Boston Dynamics’ All-Electric Humanoid Atlas Robot With Advanced Movement Capabilities Unveiled

Science

Boston Dynamics unveiled the next generation of its humanoid Atlas robot on Wednesday. The announcement came just a day after the company retired the hydraulic Atlas robot. The new Atlas is fully electric and comes with several upgrades over the predecessor, including a superhuman range of motion. In a video, the slender and more athletic robot was shown moving in ways that defy human anatomy. The robotics giant claims it will be able to lift and manoeuvre a wide variety of objects.

In a video posted on YouTube, Boston Dynamics introduced the electric Atlas robot designed for real-world applications. Based on the demo, the new robot now has an entirely different design. It no longer possesses a heavy torso plate or carries a wider upper body. The new Atlas has a slender, metallic torso, longer and straighter limbs, no externally connected cables, and a ring light circling its head.
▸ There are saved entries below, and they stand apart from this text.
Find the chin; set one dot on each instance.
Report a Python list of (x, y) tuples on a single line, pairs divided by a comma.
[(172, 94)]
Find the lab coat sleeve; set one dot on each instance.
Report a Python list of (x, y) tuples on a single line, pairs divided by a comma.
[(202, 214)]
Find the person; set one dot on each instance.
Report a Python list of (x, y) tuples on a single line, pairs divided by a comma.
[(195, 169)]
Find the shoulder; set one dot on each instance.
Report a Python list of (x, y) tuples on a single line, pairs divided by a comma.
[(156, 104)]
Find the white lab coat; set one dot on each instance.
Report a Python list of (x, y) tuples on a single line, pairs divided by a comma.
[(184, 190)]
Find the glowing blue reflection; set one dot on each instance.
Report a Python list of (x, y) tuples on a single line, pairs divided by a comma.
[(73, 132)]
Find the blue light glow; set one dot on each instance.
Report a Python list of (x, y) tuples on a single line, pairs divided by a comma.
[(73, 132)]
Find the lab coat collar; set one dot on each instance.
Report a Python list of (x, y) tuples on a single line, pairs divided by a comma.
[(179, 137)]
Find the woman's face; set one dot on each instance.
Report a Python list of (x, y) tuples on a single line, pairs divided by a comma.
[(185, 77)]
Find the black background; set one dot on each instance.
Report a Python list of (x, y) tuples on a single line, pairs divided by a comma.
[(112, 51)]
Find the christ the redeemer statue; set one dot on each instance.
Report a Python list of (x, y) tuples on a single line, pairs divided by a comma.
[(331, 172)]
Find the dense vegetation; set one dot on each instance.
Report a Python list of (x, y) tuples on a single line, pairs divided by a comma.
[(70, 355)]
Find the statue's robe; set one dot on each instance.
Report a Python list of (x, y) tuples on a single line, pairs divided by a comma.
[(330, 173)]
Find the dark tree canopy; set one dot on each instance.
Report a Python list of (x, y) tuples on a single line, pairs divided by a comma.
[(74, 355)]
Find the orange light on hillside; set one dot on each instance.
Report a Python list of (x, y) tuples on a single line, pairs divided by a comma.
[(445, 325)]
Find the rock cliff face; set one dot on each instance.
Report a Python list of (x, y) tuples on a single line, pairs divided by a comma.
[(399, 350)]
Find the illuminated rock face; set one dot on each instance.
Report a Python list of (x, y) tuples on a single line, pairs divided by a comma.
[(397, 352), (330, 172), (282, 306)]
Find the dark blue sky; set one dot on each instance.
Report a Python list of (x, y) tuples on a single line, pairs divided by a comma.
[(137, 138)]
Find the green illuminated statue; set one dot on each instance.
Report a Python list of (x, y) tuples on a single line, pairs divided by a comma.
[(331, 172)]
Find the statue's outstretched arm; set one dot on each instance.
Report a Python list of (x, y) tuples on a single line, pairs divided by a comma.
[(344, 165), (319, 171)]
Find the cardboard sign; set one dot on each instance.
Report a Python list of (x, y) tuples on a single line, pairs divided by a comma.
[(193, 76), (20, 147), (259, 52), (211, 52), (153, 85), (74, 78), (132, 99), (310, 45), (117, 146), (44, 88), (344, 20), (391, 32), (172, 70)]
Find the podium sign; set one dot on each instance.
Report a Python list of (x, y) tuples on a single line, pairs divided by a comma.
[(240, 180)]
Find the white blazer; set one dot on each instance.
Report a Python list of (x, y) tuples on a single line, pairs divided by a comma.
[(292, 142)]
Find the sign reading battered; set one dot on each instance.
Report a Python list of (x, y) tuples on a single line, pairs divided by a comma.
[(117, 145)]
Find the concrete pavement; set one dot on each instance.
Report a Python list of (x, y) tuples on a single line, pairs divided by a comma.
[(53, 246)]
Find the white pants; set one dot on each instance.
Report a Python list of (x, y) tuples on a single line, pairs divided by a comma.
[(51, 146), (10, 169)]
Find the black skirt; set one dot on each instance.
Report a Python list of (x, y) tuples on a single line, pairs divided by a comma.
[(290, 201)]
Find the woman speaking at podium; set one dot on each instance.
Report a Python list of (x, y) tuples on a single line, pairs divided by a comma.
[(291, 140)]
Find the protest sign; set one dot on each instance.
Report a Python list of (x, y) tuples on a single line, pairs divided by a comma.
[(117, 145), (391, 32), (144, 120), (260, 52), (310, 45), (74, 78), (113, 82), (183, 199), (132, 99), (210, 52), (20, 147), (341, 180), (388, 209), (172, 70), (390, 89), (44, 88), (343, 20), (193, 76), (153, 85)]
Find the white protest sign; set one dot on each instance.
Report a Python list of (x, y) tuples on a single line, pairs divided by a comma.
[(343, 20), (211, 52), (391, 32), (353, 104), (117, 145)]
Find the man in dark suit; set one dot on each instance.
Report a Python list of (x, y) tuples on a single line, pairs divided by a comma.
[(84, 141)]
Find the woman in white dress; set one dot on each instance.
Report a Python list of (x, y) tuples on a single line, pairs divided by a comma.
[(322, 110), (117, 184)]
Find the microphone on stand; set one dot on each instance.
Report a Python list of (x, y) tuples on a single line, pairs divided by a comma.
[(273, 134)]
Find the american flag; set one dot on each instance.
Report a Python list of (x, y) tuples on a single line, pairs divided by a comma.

The demo begins with Atlas lying on the ground. As it boots up, the humanoid robot twists and folds its legs backwards over its body and then stands up as it twists its waist by 180 degrees as if a creature from a sci-fi horror movie. In the next few moments, it rotates its head a couple of times showcasing its head that appears to be a large camera lens and walks away taking straighter and concise strides.

In less than a minute, the video demonstrated that the new Atlas robot is not only more agile and flexible, it might also potentially move heavier objects given its larger limbs. Explaining its vision, Boston Dynamics said in a press release, “We designed the electric version of Atlas to be stronger, more dexterous, and more agile. Atlas may resemble a human form factor, but we are equipping the robot to move in the most efficient way possible to complete a task, rather than being constrained by a human range of motion.”

Currently, the electric Atlas is in testing and it will stay that way for the next few years. In this period, the company plans to explore multiple new gripper variations to enable the robot to perform a diverse set of tasks. The testing phase will include a limited number of customers, with Hyundai being the first in the line.